Roger Freeman’s career on Wall Street was lucrative and satisfying; but had become less interesting. You know what’s interesting? At least to Mr. Freeman. . . drones. So he left Wall Street and formed FreeBirdFlight with the goal of building a better drone. When he surveyed drones on the market (DJI, 3DR) they all conformed to essentially the same fundamental form factor, a quadcopter with exposed blades that was susceptible to wind gusts and breakage. He may have done that.
In a meeting with Mr. Freeman he stated that FreeBirdFlight’s objective was “to build the best drone platform we can . . .one that is good and solid.” He refers to it as a platform in that the drone they’ve developed, the FreeBird One, can be outfitted to address any of a broad range of applications from delivery to aerial photography to fire safety.
What makes the drone unique is its design. First it’s large, measuring 31″ square. This allows for larger propellers which improve stability and allow it to hover reliably in strong winds. All the components are nested in a carbon fiber frame that provides safety and durability. The propellers also allow for the drone to carry payloads of up to 20lbs.

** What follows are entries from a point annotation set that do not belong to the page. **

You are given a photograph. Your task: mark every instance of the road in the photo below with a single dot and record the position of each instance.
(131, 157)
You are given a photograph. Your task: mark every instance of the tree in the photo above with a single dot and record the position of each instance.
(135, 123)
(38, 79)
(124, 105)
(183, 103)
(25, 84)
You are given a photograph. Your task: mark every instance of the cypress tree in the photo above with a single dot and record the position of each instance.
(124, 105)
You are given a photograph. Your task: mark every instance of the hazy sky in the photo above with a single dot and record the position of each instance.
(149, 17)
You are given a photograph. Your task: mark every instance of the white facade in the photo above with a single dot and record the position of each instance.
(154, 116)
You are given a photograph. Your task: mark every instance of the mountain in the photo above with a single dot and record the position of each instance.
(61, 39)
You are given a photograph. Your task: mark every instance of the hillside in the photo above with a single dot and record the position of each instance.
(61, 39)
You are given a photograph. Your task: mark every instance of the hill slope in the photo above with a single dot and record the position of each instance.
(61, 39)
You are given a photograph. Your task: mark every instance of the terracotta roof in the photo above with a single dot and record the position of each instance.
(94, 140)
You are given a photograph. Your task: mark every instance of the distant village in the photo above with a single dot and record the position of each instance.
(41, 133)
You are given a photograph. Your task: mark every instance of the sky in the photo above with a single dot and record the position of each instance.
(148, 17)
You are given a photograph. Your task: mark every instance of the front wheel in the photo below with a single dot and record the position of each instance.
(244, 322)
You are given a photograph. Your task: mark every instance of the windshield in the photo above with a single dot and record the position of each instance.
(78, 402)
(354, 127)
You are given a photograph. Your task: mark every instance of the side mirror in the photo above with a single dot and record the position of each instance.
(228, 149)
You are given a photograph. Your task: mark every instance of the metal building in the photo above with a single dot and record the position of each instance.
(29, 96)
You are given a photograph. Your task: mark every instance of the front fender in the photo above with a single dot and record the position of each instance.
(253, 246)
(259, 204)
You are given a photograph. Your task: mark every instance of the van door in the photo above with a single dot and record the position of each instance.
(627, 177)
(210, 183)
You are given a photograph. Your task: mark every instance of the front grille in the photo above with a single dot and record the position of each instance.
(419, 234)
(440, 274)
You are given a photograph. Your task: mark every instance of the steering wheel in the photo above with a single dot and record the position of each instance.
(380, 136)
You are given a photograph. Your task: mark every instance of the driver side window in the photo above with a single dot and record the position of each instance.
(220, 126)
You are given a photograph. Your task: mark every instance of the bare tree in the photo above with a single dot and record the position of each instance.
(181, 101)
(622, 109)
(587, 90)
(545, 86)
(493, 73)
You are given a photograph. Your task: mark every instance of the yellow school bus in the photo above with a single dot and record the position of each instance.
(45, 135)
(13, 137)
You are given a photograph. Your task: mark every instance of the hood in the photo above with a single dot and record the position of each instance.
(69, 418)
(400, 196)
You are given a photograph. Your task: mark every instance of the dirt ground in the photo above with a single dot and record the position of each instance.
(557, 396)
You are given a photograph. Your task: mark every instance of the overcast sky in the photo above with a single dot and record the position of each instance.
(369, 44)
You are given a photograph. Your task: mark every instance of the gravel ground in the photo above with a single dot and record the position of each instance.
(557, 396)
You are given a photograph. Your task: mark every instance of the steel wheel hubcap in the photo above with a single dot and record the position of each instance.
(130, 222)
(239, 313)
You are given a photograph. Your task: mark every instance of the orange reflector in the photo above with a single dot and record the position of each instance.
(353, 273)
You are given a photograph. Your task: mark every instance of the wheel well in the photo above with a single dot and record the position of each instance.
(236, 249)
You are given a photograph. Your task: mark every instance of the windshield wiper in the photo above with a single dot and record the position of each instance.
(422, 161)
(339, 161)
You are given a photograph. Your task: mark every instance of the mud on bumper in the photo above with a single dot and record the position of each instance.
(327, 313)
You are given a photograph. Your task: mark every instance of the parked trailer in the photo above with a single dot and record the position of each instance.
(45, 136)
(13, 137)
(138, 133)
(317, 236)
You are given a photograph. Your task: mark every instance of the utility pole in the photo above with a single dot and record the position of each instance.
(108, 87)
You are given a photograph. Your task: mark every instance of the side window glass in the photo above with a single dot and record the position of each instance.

Freeman used a 3D printer to iterate the design and manufacture the frame.
The enclosed propellers prevent damage to the blades in the event of a collision and also provide safety to the operator. The motors are weather proofed and the drone can be flown in adverse conditions. It can fly at speeds as fast as 70MPH. You can find the full specs for the product here.
It delivers this feature set and functionality at a price of $6,000. FreeBird maintains that it is competitive and in some cases outperforms the competition.
Click on the image for a larger view
The FreeBird One is essentially an open system that provides great flexibility in terms of how it can be configured and deployed. Users can complete the package with components that meet their specific requirements. Everything is included with exception of a camera/gimball system or any other “sensor” mounts like thermal imaging. But it does have mounting points for all of these things built in.
Roudning out the system with sensors of some type may be daunting for a business looking to adopt the technology. Freeman understands this and said that their market is integrators and resellers.
Here is a promotional video about the FreeBird One
We have not flown or tested a FreeBird One; but we find FreeBird’s unique selling proposition (open ended architecture) compelling. The features and functionality while applicable to a range of industries seem especially well suited for security — especially search and rescue and delivery to boats offshore. The drone’s ability to fly in adverse weather conditions (eg. high winds, precipitation) give it an advantage over other systems (such as the DJI Phantom series) and its price point is competitive.